Is there a list of default locations where Galaxy puts data? As an admin,
that would be my first question, but it's not obvious from the
documentation,
and for large datasets, it's important to know.
(During testing, with Galaxy in the default location, /home/galaxy, an
attempt
to upload and decompress a 50GB file wreaked havoc on the server due to
heavy
I/O. Changing the tmp directory so it wasn't reading and writing massive
amounts of data to the same filesystem at the same time helped, but that
would
have been nice to know ahead of time.)
Is the database used for datasets at all or just user account data? In
other
words, if users are crunching terabytes of data, do I need to worry about
the
amount of space on the filesystem that hosts the database?
What exactly are the disadvantages of using MySQL over PostgreSQL? Several
places in the docs state that it is preferred but not why. Is it a bigger
problem
than installing another database that I have no experience with over one
that
is already installed and with which I am already familiar?

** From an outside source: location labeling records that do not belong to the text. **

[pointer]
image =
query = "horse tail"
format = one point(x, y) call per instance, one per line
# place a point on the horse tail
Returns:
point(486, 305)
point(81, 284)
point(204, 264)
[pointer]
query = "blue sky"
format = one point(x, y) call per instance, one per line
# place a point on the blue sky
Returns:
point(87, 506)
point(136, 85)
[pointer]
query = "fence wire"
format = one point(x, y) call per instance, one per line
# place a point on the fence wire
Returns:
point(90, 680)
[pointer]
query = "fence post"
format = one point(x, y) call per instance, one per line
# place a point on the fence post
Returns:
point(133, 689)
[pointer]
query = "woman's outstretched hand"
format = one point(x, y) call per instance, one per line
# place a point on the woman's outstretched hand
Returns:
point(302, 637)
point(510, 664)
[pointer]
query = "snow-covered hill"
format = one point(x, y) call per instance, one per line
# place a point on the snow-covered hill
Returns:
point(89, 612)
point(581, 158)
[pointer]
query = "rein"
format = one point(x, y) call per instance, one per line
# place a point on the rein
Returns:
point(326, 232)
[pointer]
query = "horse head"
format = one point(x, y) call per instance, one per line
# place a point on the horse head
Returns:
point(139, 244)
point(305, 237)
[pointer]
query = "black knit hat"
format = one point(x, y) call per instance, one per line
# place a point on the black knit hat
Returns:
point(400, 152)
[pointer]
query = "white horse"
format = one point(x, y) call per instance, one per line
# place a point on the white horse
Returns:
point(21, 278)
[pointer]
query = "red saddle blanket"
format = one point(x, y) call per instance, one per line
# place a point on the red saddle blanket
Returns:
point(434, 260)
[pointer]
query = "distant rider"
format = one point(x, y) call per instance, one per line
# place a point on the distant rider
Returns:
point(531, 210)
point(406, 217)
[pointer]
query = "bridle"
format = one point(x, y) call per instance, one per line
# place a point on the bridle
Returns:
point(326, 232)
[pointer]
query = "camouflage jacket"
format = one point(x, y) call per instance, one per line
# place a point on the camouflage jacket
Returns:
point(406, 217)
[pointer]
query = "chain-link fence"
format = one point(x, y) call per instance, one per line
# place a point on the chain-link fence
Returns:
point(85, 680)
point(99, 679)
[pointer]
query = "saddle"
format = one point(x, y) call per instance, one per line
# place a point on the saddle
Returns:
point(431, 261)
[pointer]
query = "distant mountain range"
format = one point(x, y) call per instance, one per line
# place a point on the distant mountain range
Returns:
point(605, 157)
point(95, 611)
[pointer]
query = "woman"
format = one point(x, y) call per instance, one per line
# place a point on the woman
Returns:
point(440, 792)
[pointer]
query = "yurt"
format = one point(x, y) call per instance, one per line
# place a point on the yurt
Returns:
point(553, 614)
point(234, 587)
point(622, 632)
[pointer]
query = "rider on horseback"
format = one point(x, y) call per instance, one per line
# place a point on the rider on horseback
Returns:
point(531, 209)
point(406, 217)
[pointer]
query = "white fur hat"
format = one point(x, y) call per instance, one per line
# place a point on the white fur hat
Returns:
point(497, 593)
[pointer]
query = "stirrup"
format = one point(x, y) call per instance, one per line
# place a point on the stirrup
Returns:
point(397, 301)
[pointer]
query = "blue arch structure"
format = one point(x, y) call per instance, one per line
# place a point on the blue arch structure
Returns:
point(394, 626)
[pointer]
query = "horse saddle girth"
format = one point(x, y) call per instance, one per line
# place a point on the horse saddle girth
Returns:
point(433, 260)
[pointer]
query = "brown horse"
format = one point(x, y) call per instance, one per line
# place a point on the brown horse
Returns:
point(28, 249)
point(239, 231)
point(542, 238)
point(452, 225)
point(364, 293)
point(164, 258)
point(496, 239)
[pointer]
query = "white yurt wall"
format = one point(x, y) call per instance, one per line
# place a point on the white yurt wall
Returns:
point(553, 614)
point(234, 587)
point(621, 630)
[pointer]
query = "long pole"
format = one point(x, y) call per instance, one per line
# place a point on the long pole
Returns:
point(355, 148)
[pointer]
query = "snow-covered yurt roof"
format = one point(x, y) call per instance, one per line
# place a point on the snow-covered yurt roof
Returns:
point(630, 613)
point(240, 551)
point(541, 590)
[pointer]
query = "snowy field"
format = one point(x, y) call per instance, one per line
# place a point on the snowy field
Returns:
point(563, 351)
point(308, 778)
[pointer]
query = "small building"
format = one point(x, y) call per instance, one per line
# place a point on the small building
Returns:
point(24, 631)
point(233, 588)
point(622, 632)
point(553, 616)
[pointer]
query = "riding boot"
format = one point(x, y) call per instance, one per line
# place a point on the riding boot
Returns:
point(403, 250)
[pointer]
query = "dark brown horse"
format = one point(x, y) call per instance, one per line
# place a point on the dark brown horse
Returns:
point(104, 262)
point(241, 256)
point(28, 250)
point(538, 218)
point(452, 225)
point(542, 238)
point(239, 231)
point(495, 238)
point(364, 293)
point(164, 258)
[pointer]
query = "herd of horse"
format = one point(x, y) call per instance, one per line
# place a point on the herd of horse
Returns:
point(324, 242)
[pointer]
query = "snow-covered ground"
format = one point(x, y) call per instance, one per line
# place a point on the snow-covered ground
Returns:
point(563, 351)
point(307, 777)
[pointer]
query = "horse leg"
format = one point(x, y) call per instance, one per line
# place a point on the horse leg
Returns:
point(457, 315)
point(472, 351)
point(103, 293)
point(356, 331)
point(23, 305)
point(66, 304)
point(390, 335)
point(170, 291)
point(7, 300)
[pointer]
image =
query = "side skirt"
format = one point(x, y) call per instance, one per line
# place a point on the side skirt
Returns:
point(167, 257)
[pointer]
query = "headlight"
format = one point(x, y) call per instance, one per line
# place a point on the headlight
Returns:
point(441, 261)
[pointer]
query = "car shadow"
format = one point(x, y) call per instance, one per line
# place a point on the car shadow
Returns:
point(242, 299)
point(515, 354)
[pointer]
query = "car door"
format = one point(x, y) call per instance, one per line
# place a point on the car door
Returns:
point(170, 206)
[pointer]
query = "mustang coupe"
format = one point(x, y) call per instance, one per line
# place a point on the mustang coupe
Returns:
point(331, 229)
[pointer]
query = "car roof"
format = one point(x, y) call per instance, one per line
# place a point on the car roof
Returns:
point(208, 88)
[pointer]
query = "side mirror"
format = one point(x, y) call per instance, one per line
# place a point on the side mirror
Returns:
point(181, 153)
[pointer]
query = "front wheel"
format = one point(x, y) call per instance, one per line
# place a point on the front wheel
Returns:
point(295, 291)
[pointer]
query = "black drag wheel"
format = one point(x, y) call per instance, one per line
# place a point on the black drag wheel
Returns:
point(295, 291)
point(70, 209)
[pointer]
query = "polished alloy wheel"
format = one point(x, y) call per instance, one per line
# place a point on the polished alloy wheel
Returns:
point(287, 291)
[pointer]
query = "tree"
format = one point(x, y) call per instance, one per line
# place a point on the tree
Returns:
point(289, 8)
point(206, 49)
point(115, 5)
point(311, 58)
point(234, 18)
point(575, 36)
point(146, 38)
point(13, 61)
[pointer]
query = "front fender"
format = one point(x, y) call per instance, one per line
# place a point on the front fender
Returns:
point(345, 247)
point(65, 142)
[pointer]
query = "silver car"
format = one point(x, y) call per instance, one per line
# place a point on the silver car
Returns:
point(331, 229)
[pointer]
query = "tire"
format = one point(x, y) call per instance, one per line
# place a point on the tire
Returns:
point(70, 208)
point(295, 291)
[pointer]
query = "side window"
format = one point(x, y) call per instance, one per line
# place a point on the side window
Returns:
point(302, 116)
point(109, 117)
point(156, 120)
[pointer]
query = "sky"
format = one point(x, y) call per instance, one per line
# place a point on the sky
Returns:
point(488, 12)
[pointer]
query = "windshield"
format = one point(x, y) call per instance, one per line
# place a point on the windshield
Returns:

Is an MPI configuration necessary for getting full use out of a multicore
system? The docs seem to indicate that Galaxy will use multiple cores
("Without a cluster, you'll be limited to the number of cores in your
server...") but take pains to say that GIL won't allow more than a single
thread ("This means that regardless of the number of cores in your server,
Galaxy can only use one" and "having a multi-core system will not improve
the
Galaxy framework's performance out of the box since Galaxy can use (at
most)
one core at a time").
We have a 48-core machine, and there will only be two or three users.
Thanks,
--steve